INGREDIENTS, serves 4-6

2 medium potatoes, peeled and sliced to 1/2 cm thick (1/4 inch)

2 French shallots, thinly sliced

4 tablespoons of extra-virgin olive oil

6 organic, free-range eggs (because we can’t support battery eggs any longer)

2 tablespoons of milk

salt and pepper for seasoning

mixed herbs

bread for serving

HOW TO

1. Turn on the grill function in your oven.

2. Boil the potato slices for 5 minutes in salted water. Drain carefully and set aside.

3. Heat up the oil in a medium-sized non-stick frying pan, add the shallots, herbs and potato slices, season with salt and stir fry over medium heat for 3-4 minutes or until the potatoes are cooked through and the shallots are translucent and golden.

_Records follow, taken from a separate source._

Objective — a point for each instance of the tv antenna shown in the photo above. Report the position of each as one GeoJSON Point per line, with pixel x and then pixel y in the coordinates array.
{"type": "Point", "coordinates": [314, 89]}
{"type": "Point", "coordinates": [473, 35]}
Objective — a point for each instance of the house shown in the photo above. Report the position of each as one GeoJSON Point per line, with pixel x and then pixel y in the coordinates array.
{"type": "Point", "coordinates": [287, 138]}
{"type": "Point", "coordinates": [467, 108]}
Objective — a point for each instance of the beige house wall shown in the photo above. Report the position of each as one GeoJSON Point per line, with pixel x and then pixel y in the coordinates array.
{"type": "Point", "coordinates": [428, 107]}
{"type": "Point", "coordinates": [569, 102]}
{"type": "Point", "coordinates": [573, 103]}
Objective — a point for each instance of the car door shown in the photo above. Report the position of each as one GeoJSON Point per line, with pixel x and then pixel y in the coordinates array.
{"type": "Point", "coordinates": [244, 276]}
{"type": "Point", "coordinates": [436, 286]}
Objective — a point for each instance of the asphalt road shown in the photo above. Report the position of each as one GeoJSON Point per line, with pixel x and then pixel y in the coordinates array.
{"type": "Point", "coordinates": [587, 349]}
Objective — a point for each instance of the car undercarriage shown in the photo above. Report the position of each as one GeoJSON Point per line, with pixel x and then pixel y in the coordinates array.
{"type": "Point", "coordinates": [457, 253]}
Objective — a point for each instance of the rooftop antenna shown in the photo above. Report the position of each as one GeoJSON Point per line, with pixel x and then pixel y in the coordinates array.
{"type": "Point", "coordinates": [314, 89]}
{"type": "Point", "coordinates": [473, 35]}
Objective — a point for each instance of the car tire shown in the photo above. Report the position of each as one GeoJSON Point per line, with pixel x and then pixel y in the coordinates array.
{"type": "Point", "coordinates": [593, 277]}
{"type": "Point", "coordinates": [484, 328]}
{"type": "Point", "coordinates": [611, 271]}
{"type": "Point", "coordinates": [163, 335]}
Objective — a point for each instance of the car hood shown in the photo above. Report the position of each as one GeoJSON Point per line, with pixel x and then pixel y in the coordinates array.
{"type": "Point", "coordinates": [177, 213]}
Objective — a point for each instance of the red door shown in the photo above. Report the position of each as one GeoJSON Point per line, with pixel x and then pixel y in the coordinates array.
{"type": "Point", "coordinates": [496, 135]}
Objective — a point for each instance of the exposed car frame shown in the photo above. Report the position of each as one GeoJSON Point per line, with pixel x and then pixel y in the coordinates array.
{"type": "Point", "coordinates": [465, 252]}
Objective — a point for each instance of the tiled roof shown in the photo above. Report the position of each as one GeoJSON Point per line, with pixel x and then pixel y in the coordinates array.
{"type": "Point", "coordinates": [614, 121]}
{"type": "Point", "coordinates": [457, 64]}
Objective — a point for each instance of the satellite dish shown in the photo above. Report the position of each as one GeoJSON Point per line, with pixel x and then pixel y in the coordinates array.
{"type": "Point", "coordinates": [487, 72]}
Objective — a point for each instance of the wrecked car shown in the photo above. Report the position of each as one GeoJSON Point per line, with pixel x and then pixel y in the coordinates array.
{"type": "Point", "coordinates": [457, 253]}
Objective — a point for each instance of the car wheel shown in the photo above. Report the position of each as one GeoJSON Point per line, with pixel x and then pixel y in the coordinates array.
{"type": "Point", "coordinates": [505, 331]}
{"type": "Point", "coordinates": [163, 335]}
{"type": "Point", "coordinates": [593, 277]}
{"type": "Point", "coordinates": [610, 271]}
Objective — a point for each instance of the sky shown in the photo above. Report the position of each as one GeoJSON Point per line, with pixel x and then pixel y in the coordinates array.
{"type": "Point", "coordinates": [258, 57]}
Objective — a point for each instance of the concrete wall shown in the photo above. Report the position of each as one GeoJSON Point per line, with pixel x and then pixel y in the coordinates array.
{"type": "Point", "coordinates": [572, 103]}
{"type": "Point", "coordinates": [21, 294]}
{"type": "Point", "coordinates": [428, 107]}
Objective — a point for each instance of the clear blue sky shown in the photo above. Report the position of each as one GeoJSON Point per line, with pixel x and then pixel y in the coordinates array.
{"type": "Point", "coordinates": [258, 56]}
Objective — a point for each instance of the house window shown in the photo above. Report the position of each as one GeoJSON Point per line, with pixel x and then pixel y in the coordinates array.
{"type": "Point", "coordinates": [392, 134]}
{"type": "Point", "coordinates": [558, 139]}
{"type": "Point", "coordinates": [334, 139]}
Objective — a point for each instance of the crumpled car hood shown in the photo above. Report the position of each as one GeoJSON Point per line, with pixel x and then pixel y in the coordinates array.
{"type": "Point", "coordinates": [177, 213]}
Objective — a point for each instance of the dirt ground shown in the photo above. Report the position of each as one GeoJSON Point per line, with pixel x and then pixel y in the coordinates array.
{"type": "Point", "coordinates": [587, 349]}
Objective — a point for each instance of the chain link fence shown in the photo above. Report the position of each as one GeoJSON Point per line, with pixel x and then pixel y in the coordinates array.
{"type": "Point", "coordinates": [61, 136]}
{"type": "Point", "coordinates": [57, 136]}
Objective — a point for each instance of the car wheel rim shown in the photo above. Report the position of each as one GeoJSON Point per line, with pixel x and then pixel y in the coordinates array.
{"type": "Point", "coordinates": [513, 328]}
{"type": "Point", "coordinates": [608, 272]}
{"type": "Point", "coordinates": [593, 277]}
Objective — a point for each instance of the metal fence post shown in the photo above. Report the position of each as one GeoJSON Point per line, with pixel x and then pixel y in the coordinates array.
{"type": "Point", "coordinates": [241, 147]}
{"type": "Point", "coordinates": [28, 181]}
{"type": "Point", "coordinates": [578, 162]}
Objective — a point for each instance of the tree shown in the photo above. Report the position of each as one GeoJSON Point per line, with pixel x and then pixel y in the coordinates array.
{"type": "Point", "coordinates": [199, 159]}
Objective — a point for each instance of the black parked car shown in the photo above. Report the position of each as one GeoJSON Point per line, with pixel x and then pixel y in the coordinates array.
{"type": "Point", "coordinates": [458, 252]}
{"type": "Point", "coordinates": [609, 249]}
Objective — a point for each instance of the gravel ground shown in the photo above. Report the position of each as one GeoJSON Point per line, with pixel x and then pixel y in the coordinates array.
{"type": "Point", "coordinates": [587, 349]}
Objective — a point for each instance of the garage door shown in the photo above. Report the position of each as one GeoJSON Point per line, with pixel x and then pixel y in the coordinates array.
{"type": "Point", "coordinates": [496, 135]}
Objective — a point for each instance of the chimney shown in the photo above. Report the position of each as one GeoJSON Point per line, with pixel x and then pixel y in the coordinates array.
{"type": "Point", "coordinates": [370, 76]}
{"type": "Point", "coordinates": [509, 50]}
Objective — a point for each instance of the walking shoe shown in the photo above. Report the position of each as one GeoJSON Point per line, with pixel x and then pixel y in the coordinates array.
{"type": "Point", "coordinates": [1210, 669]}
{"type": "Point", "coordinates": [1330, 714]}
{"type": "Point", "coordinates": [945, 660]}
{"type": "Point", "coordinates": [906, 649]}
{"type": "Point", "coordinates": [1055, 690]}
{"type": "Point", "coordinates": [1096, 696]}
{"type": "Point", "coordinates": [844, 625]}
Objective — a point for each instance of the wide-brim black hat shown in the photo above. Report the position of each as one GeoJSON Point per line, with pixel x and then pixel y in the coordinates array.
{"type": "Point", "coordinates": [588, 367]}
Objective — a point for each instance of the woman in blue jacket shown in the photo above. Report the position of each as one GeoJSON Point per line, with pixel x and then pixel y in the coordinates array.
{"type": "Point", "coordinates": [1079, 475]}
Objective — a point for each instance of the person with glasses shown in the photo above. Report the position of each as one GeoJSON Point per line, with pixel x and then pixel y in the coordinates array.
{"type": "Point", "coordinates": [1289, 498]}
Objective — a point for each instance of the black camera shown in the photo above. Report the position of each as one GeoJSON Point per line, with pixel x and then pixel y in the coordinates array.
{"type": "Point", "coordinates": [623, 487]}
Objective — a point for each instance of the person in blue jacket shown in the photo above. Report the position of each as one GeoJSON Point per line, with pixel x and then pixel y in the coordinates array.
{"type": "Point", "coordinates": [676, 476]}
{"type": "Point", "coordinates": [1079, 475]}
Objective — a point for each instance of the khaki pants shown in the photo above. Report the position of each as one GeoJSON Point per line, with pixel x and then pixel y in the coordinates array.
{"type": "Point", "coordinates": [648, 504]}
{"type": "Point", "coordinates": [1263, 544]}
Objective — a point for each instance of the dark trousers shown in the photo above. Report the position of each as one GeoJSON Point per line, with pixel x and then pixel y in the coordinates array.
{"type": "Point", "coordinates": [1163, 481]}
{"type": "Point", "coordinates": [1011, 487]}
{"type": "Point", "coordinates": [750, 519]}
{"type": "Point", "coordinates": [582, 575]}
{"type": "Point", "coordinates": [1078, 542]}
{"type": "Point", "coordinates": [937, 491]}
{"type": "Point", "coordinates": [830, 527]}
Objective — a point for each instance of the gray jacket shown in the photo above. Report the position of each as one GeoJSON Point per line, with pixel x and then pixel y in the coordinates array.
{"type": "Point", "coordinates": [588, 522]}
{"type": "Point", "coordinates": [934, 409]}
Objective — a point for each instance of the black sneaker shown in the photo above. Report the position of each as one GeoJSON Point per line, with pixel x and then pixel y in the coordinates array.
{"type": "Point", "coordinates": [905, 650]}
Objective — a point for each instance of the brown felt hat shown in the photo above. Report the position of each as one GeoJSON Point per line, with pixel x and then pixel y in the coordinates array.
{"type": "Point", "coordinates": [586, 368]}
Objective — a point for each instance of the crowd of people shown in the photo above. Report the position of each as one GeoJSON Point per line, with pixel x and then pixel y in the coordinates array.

4. Turn the heat to high, beat the eggs with a fork, add seasoning and milk and drop the mixture into the potato and shallot pan.

5. Swirl the pan around to make sure most of the egg mixture is cooking. Use a wooden spoon or a spatula to lift some of the set eggs and allow the liquid mixture to move to the bottom of the pan.

6. Place the pan in the oven, leaving the door ajar. Keep an eye on it as it will only take a few minutes to set completely and develop a slight tan.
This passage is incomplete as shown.